Son sólo unas muestras significativas del tono descarnado, de la lucidez y la temperatura de estos diarios atravesados por la autocrítica más lúcida (“Soy el peor autor de diarios de la historia”, anotaba el 28 de mayo de 2008), por una creciente fragilidad y repletos de alusiones a libros, pinturas y películas, de la Odisea a Los cuatrocientos golpes de Truffaut, de Velázquez a Karl Kraus, de Ocho y medio, de Fellini, a Balzac, pasando por Sender o Galdós, uno de sus autores más admirados.

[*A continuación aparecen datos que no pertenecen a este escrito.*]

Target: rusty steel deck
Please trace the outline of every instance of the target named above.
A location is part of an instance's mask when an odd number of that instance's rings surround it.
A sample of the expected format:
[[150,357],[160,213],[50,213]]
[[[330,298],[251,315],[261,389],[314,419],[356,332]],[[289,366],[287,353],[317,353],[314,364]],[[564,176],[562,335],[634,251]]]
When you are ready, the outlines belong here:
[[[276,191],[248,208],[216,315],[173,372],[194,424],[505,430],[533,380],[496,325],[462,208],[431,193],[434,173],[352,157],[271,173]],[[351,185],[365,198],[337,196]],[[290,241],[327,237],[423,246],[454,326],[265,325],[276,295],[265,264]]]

Estos últimos cuadernos de Chirbes son, como él mismo dice, “los menos personales, los más reflexivos y menos anecdóticos”. Y hay en ellos, de principio a fin, atravesando cientos de páginas oscuras con su sombra funesta, entre la desaparición de su compañero Paco, la claustrofobia y los repetidos ataques de pánico, la premonición de su propia muerte en reflexiones como esta:
Se muere a solas y dejando al descubierto la impotencia de los contempladores. No puedes compartir tu dolor ni tu lamentable extinción: todo lo que te llevas contigo, lo intransmisible, lo exclusivo.